Innenraum mit 40 Prozent Zuwachs

Womit auch gleich die zukünftigen Gegner des neuen Jaguar genannt sind. Der XJ ist genauso groß – fünf Meter lang, 1,87 Meter breit und 1,45 Meter hoch – wie die deutsche Oberklasse. Vor allem aber sechs Zentimeter breiter und erstaunliche 13 Zentimeter höher als sein Vorgänger. Der Innenraum konnte deshalb um 40 Prozent größer werden – sagt Jaguar. Keine Kunst, sagen Spötter, in dem ging es schließlich so eng zu wie im Tower of London, dem Kerker.

Wunder sollte trotzdem niemand erwarten: Noch immer sitzt man vorn eingezwängt zwischen der mächtigen Mittelkonsole und der Tür. Aber ich kann mich mit meinen 1,93 Metern auch deshalb bequem einrichten, weil nicht nur das Lenkrad, sondern auch die Pedale elektrisch längs verstellbar sind. Auch im Fond ist es eher gemütlich als luftig, dahinter kommt dann der größte Jaguar-Kofferraum aller Zeiten – 475 Liter.
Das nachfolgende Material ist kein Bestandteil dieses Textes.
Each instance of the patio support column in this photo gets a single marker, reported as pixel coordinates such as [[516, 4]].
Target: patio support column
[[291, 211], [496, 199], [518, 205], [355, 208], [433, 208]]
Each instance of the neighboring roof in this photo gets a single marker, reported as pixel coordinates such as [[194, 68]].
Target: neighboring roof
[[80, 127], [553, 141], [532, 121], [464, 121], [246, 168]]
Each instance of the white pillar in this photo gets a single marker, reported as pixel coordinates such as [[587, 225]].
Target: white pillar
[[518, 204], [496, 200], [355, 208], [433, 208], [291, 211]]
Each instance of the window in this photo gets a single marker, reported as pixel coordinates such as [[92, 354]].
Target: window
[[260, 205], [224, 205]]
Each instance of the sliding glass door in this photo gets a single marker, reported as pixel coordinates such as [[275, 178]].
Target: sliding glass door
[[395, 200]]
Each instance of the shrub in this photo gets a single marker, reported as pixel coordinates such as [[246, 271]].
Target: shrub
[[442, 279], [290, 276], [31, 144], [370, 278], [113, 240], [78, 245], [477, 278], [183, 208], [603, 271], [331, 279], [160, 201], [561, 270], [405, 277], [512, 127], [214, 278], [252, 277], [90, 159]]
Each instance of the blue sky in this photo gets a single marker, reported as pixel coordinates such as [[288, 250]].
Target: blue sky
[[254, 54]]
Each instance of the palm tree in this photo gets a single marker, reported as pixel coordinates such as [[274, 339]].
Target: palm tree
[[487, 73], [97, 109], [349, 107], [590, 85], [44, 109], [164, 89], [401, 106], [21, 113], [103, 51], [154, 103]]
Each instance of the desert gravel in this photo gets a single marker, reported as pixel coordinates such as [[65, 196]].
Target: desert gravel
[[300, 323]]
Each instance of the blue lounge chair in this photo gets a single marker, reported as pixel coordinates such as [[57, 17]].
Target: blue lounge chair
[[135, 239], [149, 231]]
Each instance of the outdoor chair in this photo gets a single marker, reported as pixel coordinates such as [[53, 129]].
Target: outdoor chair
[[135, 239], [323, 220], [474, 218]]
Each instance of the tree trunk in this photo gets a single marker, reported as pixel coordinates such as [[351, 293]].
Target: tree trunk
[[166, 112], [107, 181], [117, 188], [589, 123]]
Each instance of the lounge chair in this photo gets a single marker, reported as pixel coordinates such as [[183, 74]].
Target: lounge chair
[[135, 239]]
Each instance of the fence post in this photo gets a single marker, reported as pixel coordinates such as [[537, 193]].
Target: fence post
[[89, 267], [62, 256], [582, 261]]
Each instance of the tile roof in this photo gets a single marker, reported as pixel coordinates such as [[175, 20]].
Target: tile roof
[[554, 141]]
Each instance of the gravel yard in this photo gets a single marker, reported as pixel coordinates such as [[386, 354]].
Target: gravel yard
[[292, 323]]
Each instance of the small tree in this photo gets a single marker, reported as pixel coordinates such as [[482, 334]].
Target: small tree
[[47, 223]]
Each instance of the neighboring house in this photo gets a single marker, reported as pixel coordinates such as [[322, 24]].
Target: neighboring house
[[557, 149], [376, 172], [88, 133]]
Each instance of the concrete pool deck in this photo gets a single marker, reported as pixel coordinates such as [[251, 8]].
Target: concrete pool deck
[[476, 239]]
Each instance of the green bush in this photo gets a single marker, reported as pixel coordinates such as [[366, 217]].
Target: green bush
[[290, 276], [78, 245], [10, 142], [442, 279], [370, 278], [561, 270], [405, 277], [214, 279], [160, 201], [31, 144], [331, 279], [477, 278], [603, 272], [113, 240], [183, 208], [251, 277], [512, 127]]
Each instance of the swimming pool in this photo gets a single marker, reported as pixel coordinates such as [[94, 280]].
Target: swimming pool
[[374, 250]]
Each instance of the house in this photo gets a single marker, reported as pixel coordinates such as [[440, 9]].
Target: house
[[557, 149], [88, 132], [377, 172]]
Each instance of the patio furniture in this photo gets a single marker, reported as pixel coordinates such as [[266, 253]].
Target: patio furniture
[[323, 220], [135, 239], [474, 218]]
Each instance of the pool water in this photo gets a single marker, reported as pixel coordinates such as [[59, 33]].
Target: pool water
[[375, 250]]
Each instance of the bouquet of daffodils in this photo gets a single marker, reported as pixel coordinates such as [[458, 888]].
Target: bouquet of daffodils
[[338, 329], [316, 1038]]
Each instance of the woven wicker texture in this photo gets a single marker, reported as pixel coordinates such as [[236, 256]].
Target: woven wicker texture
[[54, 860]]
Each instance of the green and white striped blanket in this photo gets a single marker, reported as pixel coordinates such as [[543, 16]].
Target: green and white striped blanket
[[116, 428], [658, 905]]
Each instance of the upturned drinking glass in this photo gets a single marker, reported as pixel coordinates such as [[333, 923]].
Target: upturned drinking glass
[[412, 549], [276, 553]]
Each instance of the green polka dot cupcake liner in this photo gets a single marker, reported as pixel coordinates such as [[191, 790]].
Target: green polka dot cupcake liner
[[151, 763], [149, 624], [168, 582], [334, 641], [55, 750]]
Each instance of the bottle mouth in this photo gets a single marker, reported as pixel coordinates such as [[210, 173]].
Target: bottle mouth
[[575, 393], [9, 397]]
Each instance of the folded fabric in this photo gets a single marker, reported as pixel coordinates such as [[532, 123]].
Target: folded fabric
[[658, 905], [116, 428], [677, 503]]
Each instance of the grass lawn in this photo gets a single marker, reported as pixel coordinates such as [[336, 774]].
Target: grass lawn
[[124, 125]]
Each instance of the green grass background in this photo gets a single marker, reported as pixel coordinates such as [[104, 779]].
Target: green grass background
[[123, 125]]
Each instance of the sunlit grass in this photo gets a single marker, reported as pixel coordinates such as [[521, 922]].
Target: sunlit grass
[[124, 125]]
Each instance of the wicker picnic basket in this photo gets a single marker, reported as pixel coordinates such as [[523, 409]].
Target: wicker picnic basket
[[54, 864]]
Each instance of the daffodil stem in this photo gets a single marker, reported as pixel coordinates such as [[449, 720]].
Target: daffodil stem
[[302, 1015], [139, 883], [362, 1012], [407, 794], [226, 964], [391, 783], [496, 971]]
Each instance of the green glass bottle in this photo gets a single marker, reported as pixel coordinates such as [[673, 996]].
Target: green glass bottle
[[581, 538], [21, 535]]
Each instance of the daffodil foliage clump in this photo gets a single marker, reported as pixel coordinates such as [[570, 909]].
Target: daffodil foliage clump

"Praktisch musstest du dich ja bei den Nachbarn entschuldigen", sagt David Scholes, "die hielten dich mehr oder weniger für verrückt, wenn du mit einem XJ vorgefahren bist." Der Mann ist nicht nur witzig, sondern auch noch Chefingenieur für den neuen XJ. "Wir wollten den Leuten endlich auch mal ganz rationale Gründe geben, einen XJ zu kaufen. Und dazu zählt eben ein ernst zu nehmendes Platzangebot." Genauso wie konkurrenzfähige Motoren.

Handlicher und straffer als der Vorgänger

Einstieg ist der gründlich überarbeitete Dreiliter-V6 aus dem S-Type, darüber gibt es drei V8: den 3,5-Liter, 4,2-Liter und 4,2-Liter-Kompressor, alle kombiniert mit der hellwachen ZF-Sechsgangautomatik.

Schon der erstarkte Dreiliter schlägt sich tapfer, klingt aber doch ein bisschen angestrengt. Standesgemäßer scheint der 3,5-Liter, ein souveräner, sanftmütiger und leiser V8. Ich musste hier immer den Tacho im Auge behalten – der XJ war stets schneller, als ich dachte. Daran entscheidend beteiligt ist das Fahrwerk.

Wer jetzt an dieses typische geschmeidige Jaguar-Gleiten denkt, liegt falsch. Weggewischt wie das "light" auf der Zigarettenpackung. Trotz oder gerade wegen seiner Luftfederung liegt der XJ handlicher und straffer auf der Straße als bisher, wenn auch nicht ganz so knackig wie etwa der Audi A8.

Motor-Varianten und Preise

"Unsere Kunden wollten ein sportlicheres und direkteres Fahrverhalten", sagt David Scholes. Sie haben es bekommen. Dafür müssen sie in Kauf nehmen, dass der Jag Gullydeckel und Querfugen mürrisch überfährt. Aber ähnliche Probleme haben derzeit viele Luftfederungen, die nur auf langen Bodenwellen richtig souverän reagieren. Eine Ideallösung scheint es noch nicht zu geben.

Etwas hat der Jaguar dafür ganz für sich allein: sein Design. Zurückhaltend, nichts zum Aufregen. Klassisch englisch, fast ein bisschen altmodisch. Was nichts Schlechtes sein muss. Denn gerade das unterscheidet ihn von seinen Gegnern. An denen er sich auch bei den Preisen orientiert. Zum Vergleich: Der BMW 735i startet bei 65.100, der Mercedes S 350 bei 62.698 und der Audi A8 3.7 bei 66.400 Euro. Schwergewichte sind sie allesamt.